# The chinchilla princess!



## psycho_ash (Sep 27, 2009)

Hey everyone, I finally got around to getting some pictures of my new girl. She thinks she's a princess, and she has been upset since being confined due to her broken pelvis. But... it has to be done, so... alas. 









This is the cage I keep her in when I'm cleaning out her current carrier... and when we're out and about. Like I said earlier, she has to be constantly restrained to let her pelvis heal. 









Aww, someone has never seen a camera before! ;D









My little girl gives the sweetest kisses.... hee. 

We're getting along real well, and I think she's getting used to the "confinement" thing... hopefully in six weeks she'll be healed or almost there!


----------



## jasugar (Feb 2, 2010)

She's beautiful.  

I had a chinny named Houdini. Aptly named, he was a smart little booger. I loved him to death but he was just as ornery as could be! I started school and working full time and couldn't give the time I needed to him. They need a lot of loving to stay personable. They move FAST, too. Haha. :


----------



## leesha (Feb 15, 2010)

Aww, what a cute face.


----------



## psycho_ash (Sep 27, 2009)

ema-leigh said:


> how would you say they compare to rats? personality wise.

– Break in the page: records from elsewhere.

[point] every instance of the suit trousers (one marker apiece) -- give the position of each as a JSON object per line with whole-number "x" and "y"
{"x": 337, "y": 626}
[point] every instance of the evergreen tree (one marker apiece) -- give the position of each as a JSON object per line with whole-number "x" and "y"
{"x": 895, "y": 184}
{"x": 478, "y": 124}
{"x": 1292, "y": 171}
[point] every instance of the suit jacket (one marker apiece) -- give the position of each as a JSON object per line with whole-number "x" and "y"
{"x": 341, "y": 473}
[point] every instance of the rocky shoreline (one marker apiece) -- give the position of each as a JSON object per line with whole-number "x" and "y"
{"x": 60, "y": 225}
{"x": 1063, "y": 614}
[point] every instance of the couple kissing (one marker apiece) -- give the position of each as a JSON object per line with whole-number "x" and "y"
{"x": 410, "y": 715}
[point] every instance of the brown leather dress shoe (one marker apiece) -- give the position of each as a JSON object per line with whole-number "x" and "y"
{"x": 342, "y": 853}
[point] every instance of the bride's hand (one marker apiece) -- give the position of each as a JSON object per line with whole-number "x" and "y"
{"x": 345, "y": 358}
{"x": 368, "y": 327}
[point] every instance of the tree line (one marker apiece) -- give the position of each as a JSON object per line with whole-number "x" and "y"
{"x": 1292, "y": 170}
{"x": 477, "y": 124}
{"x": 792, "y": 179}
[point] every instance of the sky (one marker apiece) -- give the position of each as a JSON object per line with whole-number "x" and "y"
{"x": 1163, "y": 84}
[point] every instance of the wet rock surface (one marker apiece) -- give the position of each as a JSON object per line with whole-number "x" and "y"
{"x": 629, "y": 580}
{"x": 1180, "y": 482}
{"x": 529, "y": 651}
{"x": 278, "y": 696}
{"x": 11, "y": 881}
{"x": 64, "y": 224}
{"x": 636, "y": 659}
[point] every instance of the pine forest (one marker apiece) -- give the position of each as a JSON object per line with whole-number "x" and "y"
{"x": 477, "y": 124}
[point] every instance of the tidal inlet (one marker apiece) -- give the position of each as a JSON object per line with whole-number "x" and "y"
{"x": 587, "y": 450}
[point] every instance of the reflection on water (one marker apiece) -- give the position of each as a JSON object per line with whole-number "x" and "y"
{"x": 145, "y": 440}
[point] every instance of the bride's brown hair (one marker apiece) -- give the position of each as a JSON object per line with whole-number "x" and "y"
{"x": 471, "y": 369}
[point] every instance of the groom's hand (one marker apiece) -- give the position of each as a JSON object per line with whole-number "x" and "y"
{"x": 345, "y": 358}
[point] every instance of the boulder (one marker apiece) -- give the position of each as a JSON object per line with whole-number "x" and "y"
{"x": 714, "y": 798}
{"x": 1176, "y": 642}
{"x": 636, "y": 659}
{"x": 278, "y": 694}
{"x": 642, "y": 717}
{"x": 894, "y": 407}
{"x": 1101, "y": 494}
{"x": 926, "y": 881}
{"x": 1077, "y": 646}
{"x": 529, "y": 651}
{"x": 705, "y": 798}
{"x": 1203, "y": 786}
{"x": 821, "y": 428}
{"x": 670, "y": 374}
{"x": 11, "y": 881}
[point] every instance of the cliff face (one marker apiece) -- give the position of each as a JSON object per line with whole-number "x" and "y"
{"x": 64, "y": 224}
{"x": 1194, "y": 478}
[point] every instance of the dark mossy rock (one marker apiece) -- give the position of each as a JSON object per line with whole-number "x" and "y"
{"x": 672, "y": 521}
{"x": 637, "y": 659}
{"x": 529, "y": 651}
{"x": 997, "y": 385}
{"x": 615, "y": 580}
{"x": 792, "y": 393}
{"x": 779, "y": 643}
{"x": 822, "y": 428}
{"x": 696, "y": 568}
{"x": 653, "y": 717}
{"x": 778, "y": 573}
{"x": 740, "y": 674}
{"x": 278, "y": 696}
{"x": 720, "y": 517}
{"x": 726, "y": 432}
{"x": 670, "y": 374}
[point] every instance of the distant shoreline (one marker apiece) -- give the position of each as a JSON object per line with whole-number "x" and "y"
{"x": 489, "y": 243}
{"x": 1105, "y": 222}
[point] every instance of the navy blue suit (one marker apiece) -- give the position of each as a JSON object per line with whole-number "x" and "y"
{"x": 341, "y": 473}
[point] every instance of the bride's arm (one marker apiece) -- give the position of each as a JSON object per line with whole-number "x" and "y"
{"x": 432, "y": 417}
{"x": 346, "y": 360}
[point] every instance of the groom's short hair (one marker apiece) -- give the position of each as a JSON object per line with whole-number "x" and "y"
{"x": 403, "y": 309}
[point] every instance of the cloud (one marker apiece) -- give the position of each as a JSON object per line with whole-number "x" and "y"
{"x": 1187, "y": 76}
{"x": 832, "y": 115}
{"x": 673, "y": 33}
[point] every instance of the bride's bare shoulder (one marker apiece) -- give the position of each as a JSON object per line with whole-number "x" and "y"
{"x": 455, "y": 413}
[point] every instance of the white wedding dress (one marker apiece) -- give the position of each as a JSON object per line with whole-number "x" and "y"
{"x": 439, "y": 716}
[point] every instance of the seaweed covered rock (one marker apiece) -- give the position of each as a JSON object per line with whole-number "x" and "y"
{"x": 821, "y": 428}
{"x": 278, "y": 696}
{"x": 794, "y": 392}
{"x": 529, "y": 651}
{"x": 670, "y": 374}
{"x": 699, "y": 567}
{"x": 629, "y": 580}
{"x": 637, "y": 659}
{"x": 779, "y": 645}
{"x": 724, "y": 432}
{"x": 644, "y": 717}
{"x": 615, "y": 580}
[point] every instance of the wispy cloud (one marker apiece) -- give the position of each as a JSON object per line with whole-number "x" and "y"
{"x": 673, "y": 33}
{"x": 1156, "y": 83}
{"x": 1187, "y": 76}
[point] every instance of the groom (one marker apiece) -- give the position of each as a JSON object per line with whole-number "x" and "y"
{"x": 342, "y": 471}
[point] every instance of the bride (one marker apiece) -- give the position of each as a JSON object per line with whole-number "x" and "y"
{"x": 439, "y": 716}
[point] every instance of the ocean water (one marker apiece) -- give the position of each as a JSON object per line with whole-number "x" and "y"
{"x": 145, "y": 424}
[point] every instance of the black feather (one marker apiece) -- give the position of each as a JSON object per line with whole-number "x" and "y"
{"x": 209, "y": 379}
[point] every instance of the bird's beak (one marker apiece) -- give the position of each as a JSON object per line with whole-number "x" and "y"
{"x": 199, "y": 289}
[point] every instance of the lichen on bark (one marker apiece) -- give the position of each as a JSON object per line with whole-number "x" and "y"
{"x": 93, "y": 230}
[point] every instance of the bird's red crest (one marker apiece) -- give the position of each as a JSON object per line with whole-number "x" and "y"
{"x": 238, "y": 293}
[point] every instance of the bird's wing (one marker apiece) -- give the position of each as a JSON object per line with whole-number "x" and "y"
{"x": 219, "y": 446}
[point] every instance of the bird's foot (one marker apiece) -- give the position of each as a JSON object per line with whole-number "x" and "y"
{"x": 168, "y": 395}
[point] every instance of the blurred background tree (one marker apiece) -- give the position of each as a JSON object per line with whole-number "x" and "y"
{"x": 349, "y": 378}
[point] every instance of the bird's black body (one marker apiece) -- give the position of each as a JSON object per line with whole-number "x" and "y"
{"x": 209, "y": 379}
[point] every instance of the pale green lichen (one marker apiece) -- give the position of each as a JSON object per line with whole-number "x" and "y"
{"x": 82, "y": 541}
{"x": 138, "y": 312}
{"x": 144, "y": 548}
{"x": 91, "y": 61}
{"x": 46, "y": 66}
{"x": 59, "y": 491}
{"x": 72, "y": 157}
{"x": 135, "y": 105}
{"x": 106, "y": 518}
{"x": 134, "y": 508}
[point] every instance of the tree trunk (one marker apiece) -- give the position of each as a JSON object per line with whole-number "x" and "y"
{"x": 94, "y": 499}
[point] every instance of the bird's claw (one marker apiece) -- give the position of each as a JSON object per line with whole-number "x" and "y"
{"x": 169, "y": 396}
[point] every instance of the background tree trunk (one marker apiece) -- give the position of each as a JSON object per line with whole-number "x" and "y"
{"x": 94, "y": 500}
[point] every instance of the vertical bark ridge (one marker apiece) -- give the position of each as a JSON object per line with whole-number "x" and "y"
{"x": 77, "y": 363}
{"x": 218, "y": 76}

Well, Tia is much MUCH different from rats! Seriously. When I said that Tia thinks she's a princess, that is pretty much how all of them act (or so I was told). You aren't their "owner", you're their "servant", lol. 

Tia is very independent, and she isn't really into cuddling. But then again, it probably hurts her when I hold her, so... 

I think I'll have to answer this when she's not broken. 



jasugar said:


> They need a lot of loving to stay personable. They move FAST, too. Haha. :


They are fast... but Tia is not. Hopefully she will be!


----------